There is no .agent/sessions/ directory under your cwd yet. Run one command without flags to create the first session, then use -c.

$ uv run agent-code "hello"
$ uv run agent-code -c "continue"

The model “forgot” something after compact

That is expected. The current compressed block only stores statistics, not semantic conclusions. If an important conclusion leaves the working window, the model may forget it. Day 11 adds LLM semantic summarization; for now, use memory_write for durable facts.

How does memory_recall match Chinese text?

query is split by spaces into keywords. Every keyword found in title + body adds score. Not every keyword must match. Chinese without spaces is treated as one keyword, so "数据科学家" counts as one term.

Why does memory_write create mem-247c9e11.md instead of pinyin?

make_slug keeps only ASCII letters and digits. A fully Chinese title becomes an empty slug, so it falls back to hashlib.sha1(title) and generates mem-<first 8 chars>. This keeps the implementation standard-library-only and avoids filesystem Unicode normalization differences.

What happens when MEMORY.md exceeds 200 lines or 25KB?

load_index truncates on read: over 200 lines keeps the header plus newest 200 lines; over 25KB truncates on a byte boundary. Writes do not truncate yet. One exercise below asks you to add write-time truncation.


Exercises

  1. List sessions with /sessions: add a slash command in cli.py that scans .agent/sessions/ JSONL files and prints session_id, message count, and last modified time.

  2. Export a session to markdown: add export_markdown(output_path) to session.py and render JSONL history into human-friendly markdown.

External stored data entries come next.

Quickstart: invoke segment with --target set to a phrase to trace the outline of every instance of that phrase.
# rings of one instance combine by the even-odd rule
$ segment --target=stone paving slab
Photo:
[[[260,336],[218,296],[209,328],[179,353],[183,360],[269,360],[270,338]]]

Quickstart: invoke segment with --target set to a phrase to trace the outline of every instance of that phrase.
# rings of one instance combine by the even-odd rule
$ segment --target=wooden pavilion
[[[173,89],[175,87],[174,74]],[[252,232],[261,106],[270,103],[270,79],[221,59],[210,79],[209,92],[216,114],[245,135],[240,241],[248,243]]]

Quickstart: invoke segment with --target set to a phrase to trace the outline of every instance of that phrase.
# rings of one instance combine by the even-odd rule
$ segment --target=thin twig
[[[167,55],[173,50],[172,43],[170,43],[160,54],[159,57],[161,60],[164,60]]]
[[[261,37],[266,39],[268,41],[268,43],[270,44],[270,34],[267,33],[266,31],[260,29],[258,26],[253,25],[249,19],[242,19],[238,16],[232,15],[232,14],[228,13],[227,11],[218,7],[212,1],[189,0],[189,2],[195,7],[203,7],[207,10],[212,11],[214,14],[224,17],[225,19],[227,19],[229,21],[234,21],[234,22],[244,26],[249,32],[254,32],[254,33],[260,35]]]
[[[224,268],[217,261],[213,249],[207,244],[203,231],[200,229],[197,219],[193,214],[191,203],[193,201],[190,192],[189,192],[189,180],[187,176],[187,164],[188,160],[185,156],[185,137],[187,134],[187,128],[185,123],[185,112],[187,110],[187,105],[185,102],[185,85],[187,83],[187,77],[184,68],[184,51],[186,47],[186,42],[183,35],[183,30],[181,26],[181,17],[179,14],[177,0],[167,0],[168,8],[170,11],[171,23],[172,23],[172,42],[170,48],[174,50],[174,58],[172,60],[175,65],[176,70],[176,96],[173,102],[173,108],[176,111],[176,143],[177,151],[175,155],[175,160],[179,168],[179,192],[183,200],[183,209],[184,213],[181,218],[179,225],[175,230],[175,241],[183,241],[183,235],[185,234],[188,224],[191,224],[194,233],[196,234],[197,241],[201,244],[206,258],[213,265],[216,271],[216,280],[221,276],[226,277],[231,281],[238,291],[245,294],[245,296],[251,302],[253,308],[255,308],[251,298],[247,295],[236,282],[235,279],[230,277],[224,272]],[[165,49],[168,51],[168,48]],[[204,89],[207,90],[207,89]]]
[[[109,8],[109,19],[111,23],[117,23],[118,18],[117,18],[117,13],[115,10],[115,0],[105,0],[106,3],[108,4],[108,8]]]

  3. Chinese tokenization for recall: add an optional tokenization strategy to recall_memory. Without jieba, try unigram + bigram tokens.

  4. Truncate MEMORY.md on write: after write_memory appends to the index, remove oldest entries if the index exceeds 200 lines.

  5. Extract memdir entries from session history: write a script that scans session JSONL, extracts user facts, and stores them through memory_write.


Thinking Questions

  1. Why split the three memory layers (session JSONL / AGENT.md / memdir) instead of putting everything in one file? (Hint: the writer, lifecycle, and reliability requirements are different for each layer.)

  2. When is deterministic compact enough, and when do you need an LLM semantic summary? (Hint: statistics can say “which files were edited,” but can they say “where the bug investigation stopped”?)

  3. What are the tradeoffs between injecting the MEMORY.md index into the system prompt and making the model call memory_recall every time? (Hint: bigger system prompts cost tokens; more tool calls cost latency.)

  4. memory_write writes both a topic file and an index row. What happens if the process crashes between those two writes? (Hint: recall_memory scans topic files, while load_index only reads MEMORY.md.)


Next Day

Today the Agent gained three layers of memory: session history, AGENT.md project rules, and memdir cross-session long-term memory. The single-Agent CLI now has the core loop: read code, edit files, run commands, enforce permissions, and remember context.

Next we enter the customization layer: Slash Commands + Hooks + Cron. You'll make / commands control Agent behavior, register hooks before and after tool calls, and schedule tasks with cron expressions.